Ook voor de eigen veiligheid is het niet slim om op de sculpturen te kruipen. Sommige kunstwerken hebben gevaarlijk scherpe randjes. Andere bevatten giftige producten door natuurlijke processen, zoals het groene corrosieproduct op brons en het witte poeder op lood. Ook wij doen onze handschoenen aan wanneer we deze kunstwerken een onderhoudsbeurt geven.
Niet van ons
Wist je ook dat heel wat kunstwerken die je ziet, niet van het museum zelf zijn? Het zijn dan bruiklenen van privé-personen, van andere musea of van de Vlaamse overheid. Zij veronderstellen dat wij daar op een professionele museale manier voor zorgen, en elk werk dus goed beschermen.
De grote gouden schildpad van Jan Fabre op de zeedijk in Nieuwpoort trekt elke zomer massa’s mensen aan. De politie heeft zelfs boetes uitgegeven aan passanten die het beeld aanraken, om het beeld te beschermen. Zover willen wij natuurlijk niet gaan. Wij rekenen op een volwassen, respectvolle manier om met kunstwerken om te gaan.
Daarom staat aan elke ingang dat de kunstwerken niet aangeraakt mogen worden. Er komen binnenkort ook bordjes bij elk kunstwerk, met duiding en een reminder dat je het niet mag aanraken. Onze erfgoedbewakers spreken de mensen er ook over aan en geven uitleg. Gelukkig begrijpen de meeste bezoekers dit dan.
Aanraken alsjeblieft
Om toch in te spelen op de behoefte om kunst aan te raken, onderzoeken we wat wél kan. Zo experimenteerden we een tijdje met de Museumvinger, waarbij bezoekers onder begeleiding van een gids met één vinger de beelden mogen aanraken. Dit bleek helaas verwarrend voor andere bezoekers, die dat niet mochten en hierop werden aangesproken.
Aan het onthaal in het kasteel kon je ook educatieve koffertjes opvragen, met stalen van alle materialen waaraan je mag voelen. Zo kon je bij elk werk de materialen voelen zonder de kunstwerken zelf aan te raken.

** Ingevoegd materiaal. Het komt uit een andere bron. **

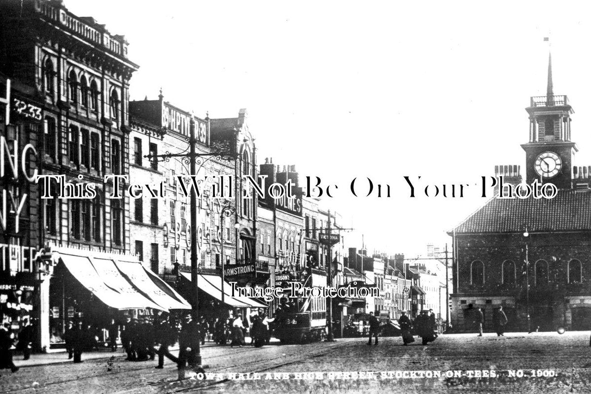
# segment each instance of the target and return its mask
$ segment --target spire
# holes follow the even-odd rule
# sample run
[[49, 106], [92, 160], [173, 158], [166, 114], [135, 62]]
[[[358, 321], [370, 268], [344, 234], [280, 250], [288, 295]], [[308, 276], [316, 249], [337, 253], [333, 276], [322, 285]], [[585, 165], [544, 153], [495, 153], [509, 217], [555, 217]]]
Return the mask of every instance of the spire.
[[554, 85], [552, 84], [552, 53], [548, 54], [548, 86], [546, 87], [546, 105], [554, 105]]

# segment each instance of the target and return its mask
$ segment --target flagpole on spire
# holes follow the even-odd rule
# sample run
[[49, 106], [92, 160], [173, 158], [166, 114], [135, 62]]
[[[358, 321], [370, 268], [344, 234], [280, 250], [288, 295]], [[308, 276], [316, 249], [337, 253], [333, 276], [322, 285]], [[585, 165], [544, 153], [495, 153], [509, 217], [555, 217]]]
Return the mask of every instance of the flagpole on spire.
[[548, 84], [546, 86], [546, 105], [554, 105], [554, 84], [552, 83], [552, 52], [550, 50], [550, 37], [544, 37], [544, 41], [548, 43]]

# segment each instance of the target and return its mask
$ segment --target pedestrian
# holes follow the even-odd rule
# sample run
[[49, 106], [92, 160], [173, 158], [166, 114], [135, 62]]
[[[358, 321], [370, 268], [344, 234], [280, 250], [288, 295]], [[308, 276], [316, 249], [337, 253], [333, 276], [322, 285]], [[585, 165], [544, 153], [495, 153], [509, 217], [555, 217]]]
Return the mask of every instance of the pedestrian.
[[371, 344], [371, 338], [375, 336], [375, 345], [378, 344], [378, 335], [379, 334], [379, 320], [374, 315], [373, 312], [369, 312], [369, 341], [368, 345]]
[[186, 365], [194, 367], [197, 365], [196, 350], [199, 344], [199, 327], [193, 320], [191, 314], [187, 314], [178, 335], [178, 363], [179, 369], [184, 369]]
[[267, 339], [265, 325], [262, 324], [262, 320], [259, 316], [253, 316], [252, 320], [251, 336], [253, 339], [253, 344], [254, 344], [255, 347], [262, 347]]
[[134, 349], [132, 339], [137, 327], [135, 322], [132, 320], [131, 317], [126, 315], [125, 323], [121, 332], [121, 344], [127, 353], [127, 358], [125, 360], [128, 361], [134, 361], [136, 359], [135, 350]]
[[503, 307], [499, 307], [499, 308], [495, 311], [495, 315], [492, 317], [492, 322], [497, 337], [505, 336], [505, 325], [507, 324], [507, 315], [505, 314]]
[[275, 321], [275, 318], [274, 317], [272, 319], [269, 319], [269, 317], [265, 313], [262, 314], [261, 317], [262, 318], [262, 324], [264, 326], [265, 326], [264, 327], [265, 342], [265, 343], [267, 343], [267, 344], [269, 344], [269, 343], [271, 343], [271, 331], [272, 331], [272, 328], [271, 327], [269, 323], [272, 323], [274, 321]]
[[74, 347], [72, 344], [72, 333], [74, 330], [74, 323], [71, 321], [68, 322], [68, 328], [64, 331], [63, 340], [66, 343], [66, 351], [68, 353], [68, 360], [71, 360], [74, 356]]
[[28, 360], [31, 357], [31, 345], [33, 341], [33, 326], [29, 323], [29, 320], [25, 318], [22, 320], [22, 328], [18, 333], [18, 343], [17, 344], [17, 350], [21, 350], [24, 356], [23, 360]]
[[414, 342], [414, 337], [411, 334], [411, 330], [413, 328], [411, 324], [410, 319], [406, 314], [406, 311], [402, 311], [402, 315], [398, 319], [398, 323], [400, 324], [401, 336], [402, 337], [402, 343], [408, 345], [409, 343]]
[[111, 319], [111, 324], [109, 325], [109, 344], [111, 346], [111, 351], [117, 350], [117, 337], [119, 336], [119, 324], [115, 321], [114, 318]]
[[244, 343], [244, 325], [242, 324], [242, 317], [241, 315], [236, 316], [234, 321], [232, 323], [232, 343], [230, 346], [240, 346], [242, 347], [245, 344]]
[[476, 311], [474, 312], [474, 324], [476, 326], [476, 329], [478, 330], [478, 337], [482, 336], [482, 325], [484, 324], [484, 314], [482, 313], [482, 310], [480, 308], [476, 308]]
[[71, 340], [74, 353], [74, 362], [82, 362], [82, 351], [87, 343], [85, 331], [82, 328], [82, 322], [79, 321], [72, 330]]
[[173, 362], [178, 363], [178, 359], [170, 354], [168, 347], [177, 341], [177, 331], [170, 324], [167, 317], [158, 314], [158, 320], [154, 324], [154, 337], [158, 349], [158, 366], [155, 367], [162, 369], [164, 367], [164, 356]]
[[10, 323], [5, 321], [0, 326], [0, 369], [10, 368], [12, 372], [18, 370], [12, 362], [12, 343], [14, 334], [10, 332]]
[[428, 345], [429, 342], [435, 340], [433, 326], [428, 314], [428, 311], [421, 311], [421, 314], [417, 317], [414, 321], [418, 334], [423, 340], [423, 345]]

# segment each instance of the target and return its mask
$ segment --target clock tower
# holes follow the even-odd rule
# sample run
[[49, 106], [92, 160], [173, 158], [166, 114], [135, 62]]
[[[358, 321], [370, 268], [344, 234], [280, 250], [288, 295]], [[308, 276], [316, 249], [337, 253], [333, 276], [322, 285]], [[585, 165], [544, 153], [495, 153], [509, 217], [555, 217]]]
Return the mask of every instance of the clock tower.
[[571, 187], [574, 154], [579, 150], [570, 140], [570, 115], [574, 112], [566, 96], [554, 96], [552, 84], [552, 55], [548, 58], [546, 95], [532, 97], [530, 106], [530, 142], [525, 151], [525, 181], [538, 180], [558, 188]]

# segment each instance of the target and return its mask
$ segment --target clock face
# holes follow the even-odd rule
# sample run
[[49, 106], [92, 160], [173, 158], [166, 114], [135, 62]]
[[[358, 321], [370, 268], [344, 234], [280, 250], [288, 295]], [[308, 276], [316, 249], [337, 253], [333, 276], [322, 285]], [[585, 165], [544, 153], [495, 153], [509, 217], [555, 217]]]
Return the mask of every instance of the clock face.
[[562, 168], [562, 160], [553, 152], [544, 152], [535, 159], [535, 172], [541, 177], [551, 178]]

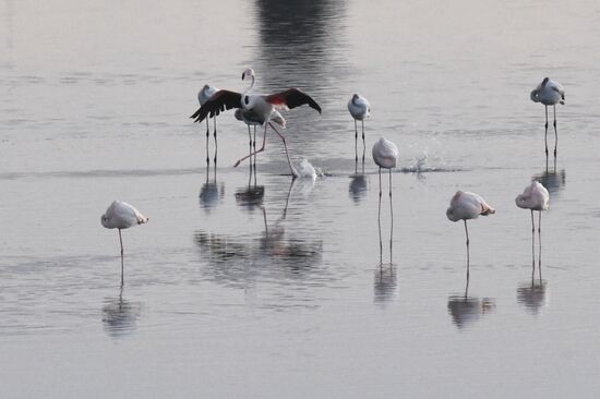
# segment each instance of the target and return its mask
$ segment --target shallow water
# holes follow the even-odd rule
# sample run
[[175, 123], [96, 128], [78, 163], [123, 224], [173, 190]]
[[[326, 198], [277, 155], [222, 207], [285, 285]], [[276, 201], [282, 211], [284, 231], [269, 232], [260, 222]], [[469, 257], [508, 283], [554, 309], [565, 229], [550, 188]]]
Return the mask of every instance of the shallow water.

Er zijn gelukkig ook een aantal werken die je gewoon móét aanraken en zelf beleven. Denk maar aan de Tennismuur van Ann Veronica Janssens, Roman Signers Projet pour un jardin en de One minute sculpture van Erwin Wurm, waar je zelf de sculptuur mag zijn.
We werken ook aan de ontwikkeling van het stuk museum langs de kant van het ziekenhuis. Daar creëren we een aparte plek waarin we de relatie onderzoeken tussen kunst, natuur en mentaal welzijn. Op dat stuk komen later wellicht meerdere kunstwerken die je wél mag aanraken.